With aging, there are several changes to the skin, especially in the face and nose, because the face is the most exposed part of the body to sun and weather. Therefore, it tends to show more changes with age due to a variety of factors. The changes occur to the epidermis, the dermis, the skin appendages, and the subcutaneous tissue. The epidermis has a decrease in thickness and a reduction in melanocytes with age. This helps to thin the skin over the nose and highlights any trauma or imperfections of growth. It also shows the outlines of the nasal cartilages. The dermis has a reduction in fibroblasts, mast cells, and capillaries. This will reduce the strength of the skin over and around the nose. The reduction in the skin appendages such as the eccrine glands and hair follicles will further thin the nasal skin. The skin tension lines are enhanced with age, which may reduce the natural movements of the nose and affect the nasal valve.
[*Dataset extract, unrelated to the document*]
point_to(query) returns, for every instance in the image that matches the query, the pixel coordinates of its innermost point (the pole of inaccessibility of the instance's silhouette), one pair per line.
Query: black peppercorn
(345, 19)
images Nasal Physiology in the Elderly


The normal nose serves many purposes, including respiration, nasal cleaning, sound resonance, airway resistance for the lower respiratory tract, and temperature regulation of inhaled air. Most of the studies on nasal physiology have been conducted either on children or on healthy young adults. For example, studies on airflow in the young adult demonstrate that the greatest flow is anterior to the inferior turbinate and along the middle meatus.17 The resistance in the nose is made up of the nasal valve area with the intersection of the nasal vestibule, upper lateral cartilage, and anterior head of the inferior turbinate. This ratio and configuration have to work for a lifetime. However, the changes in the skin of the nose and lip and the regression of the teeth and alveolus may change how air flows into the older nose. The alar dilator muscle may also be reduced with age or by trauma in adulthood. Passive valvular collapse due to maximal inspiration may change transmural pressure and be affected by neuromuscular disease or muscle weakness of aging just as it is affected by facial palsies in young adulthood.


The inside of the nose is covered in respiratory mucosa except at the anterior nasal valve, where there is junctional squamous mucosa. This mucosa responds to a variety of stimuli, including temperature, moisture, emotion, hormones, and medication. Similarly, the capacitance vessels in the nasal septum and the inferior turbinates are also variable. This capacitance change at the nasal valve is the basis for the application of the Poiseuille principle in the nose. This principle states that pressure drops in a fluid or air flowing through a cylindrical pipe, in this case the anterior nose. The change in pressure is inversely related to the radius of the space to the fourth power.18 Therefore, any small change in the nasal valve resulting from an increase or decrease in mucosal or erectile tissue, or any change in the muscular control of the alar, will change airflow to a significant degree. Thus small changes in mucosa from medication or muscular weakness due to neuromuscular disease or medication can affect airflow negatively. In normal geriatric adults, however, there is generally no change in the resistance of the nose and no significant change of airflow with old age.15 In addition, normal elderly patients do have the potential for an increase in nasal airflow to make up for lower respiratory tract disease.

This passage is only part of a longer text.